Tymoteusz Puchacz po raz kolejny opuszcza Union Berlin, lecz tym razem prawdopodobnie definitywnie. Choć rozpoczął z nim przygotowania, to teraz udał się już do Kilonii, gdzie przejdzie testy medyczne, a następnie podpisze kontrakt z lokalnym Holstein, o czym informuje Tomasz Włodarczyk z portalu „Meczyki”.
Union Berlin pozyskał Tymoteusza Puchacza trzy lata temu. Od tego czasu lewy obrońca rozegrał w barwach Żelaznych tylko dziesięć spotkań. Nie był w stanie wywalczyć sobie miejsca w składzie, w wyniku czego wypożyczano go do Trabzonsporu, Panathinaikosu i ostatnio Kaiserslautern. Na zapleczu Bundesligi Polak spisał się na tyle dobrze, że przyciągnął uwagę wielu klubów. Najbardziej zdecydowany był jednak Holstein Kiel.

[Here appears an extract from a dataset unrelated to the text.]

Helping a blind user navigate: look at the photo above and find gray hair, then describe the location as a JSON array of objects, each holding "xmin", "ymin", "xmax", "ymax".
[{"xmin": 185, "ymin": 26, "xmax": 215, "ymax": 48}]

Beniaminek Bundesligi już kilka tygodni temu złożył pierwszą ofertę za Puchacza, ale Union ją odrzucił. Druga propozycja była już lepsza dla berlińczyków i ją zaakceptowali, dając zielone światło Polakowi na testy w Kilonii, na które się właśnie udał. Po ich przejściu lewy obrońca podpisze kontrakt z Holstein. Nie jest znana długość umowy ani forma transferu wychowanka Lecha Poznań. Biorąc jednak pod uwagę, że Puchaczowi został tylko rok kontraktu z Żelaznymi, można przypuszczać, że mowa o przejściu definitywnym.
W minionym sezonie Puchacz rozegrał 36 spotkań, w których zdobył jedną bramkę i zanotował 13 asyst.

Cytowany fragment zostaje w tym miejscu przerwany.